Hadoop User Group Meetup Talk
Last night I did a presentation at the April Hadoop Bay Area User Group meetup, hosted by Yahoo. 250+ people in attendance, so the interest in Hadoop continues to grow.
My talk was on the status of the Public Terabyte Dataset (PTD) project, and advice on running jobs in Amazon’s Elastic MapReduce (EMR) cloud. As part of the PTD architecture, we wound up using Amazon’s SimpleDB for storing the crawl DB, thus one section of my talk was on what we learned about using that to efficiently and inexpensively save persistent data (crawl state) while still using EMR for bursty processing. I’d previously blogged about our SimpleDB tap & scheme for Cascading, and our use of it for PTD has helped shake out some bugs.

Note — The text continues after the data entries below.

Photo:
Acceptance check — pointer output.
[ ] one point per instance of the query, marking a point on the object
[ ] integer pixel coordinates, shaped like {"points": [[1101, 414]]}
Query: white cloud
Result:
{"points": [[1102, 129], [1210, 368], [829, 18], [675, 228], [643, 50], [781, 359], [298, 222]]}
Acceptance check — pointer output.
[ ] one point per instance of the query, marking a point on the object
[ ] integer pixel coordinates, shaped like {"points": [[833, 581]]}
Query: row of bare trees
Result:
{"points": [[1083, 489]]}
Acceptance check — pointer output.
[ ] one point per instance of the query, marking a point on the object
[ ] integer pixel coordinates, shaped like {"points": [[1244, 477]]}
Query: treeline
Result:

As well, we decided to use Apache Avro for our output format. This meant creating a Cascading scheme, which would have been pretty painful but for the fortuitous, just-in-time release of Hadoop mapreduce support code in the Avro project (thanks to Doug & Scott for that). Vivek mentioned this new project in his recent blog post about our first release of PTD data, and we’re looking forward to others using this to read/write Avro files.

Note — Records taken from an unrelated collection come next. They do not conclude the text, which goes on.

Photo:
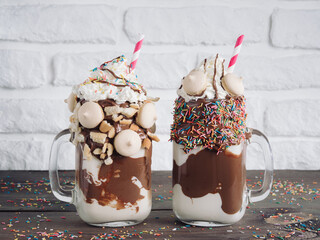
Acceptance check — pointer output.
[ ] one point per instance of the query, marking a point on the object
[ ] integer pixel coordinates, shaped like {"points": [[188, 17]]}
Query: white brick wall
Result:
{"points": [[46, 48]]}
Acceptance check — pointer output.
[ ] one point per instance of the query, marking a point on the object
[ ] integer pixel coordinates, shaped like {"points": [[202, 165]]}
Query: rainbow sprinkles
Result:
{"points": [[214, 125]]}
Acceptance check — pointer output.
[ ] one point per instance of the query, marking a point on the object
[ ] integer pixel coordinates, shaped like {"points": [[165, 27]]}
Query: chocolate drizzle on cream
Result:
{"points": [[208, 172], [117, 185]]}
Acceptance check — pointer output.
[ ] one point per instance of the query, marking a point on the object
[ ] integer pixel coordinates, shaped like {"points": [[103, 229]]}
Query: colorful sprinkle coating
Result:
{"points": [[215, 124]]}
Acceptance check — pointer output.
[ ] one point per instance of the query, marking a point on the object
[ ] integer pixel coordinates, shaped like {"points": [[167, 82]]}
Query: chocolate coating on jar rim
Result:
{"points": [[209, 172], [116, 180]]}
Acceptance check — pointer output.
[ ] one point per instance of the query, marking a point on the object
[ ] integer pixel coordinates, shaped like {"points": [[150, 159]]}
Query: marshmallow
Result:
{"points": [[147, 115], [127, 143], [233, 84], [71, 101], [194, 83], [90, 114]]}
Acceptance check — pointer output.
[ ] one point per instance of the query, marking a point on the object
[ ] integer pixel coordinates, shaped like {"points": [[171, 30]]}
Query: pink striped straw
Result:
{"points": [[136, 53], [235, 54]]}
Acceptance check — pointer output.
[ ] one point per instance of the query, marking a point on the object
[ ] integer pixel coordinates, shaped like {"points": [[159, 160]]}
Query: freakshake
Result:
{"points": [[111, 127], [209, 143]]}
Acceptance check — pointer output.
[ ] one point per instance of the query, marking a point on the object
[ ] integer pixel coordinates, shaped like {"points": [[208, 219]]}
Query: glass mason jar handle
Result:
{"points": [[59, 192], [260, 194]]}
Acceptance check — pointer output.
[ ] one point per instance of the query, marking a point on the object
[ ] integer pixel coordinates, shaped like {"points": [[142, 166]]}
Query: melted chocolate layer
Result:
{"points": [[209, 172], [116, 180]]}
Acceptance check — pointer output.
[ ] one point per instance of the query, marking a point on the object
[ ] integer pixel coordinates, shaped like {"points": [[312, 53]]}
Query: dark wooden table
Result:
{"points": [[28, 210]]}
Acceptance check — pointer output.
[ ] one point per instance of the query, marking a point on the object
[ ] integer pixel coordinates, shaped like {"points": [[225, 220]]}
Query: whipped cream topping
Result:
{"points": [[212, 67], [112, 80]]}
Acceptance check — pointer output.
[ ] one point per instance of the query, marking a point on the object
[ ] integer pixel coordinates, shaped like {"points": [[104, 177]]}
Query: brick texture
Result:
{"points": [[33, 116], [45, 48], [196, 25], [296, 28], [22, 69], [265, 73], [22, 155], [293, 118], [59, 23]]}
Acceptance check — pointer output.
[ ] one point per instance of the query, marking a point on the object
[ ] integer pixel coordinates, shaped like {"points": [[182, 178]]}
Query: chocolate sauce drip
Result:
{"points": [[115, 182], [214, 84], [209, 172]]}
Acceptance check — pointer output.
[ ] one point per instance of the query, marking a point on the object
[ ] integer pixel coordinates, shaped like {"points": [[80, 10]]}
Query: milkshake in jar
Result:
{"points": [[111, 127], [210, 138]]}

The real-world use case I described in my talk was analyzing the quality of the Tika charset detection, using HTML data from our initial crawl dataset. The results showed plenty of room for improvement
The real point of this use case wasn’t to point out problems with Tika, but rather to demonstrate how easy it is to use the dataset to perform this type of analysis. Which means it’s also easy to compare alternative algorithms, and improve the Tika support with a large enough dataset to inspire confidence in the end results.
As an aside, Ted Dunning might be using this data & Mahout to train a better charset and/or langauge classifier, which would be a really nice addition to the Tika project. The same thing could obviously be done for language detection, which currently also suffers from similar accuracy issues, as well as being a CPU cycle hog.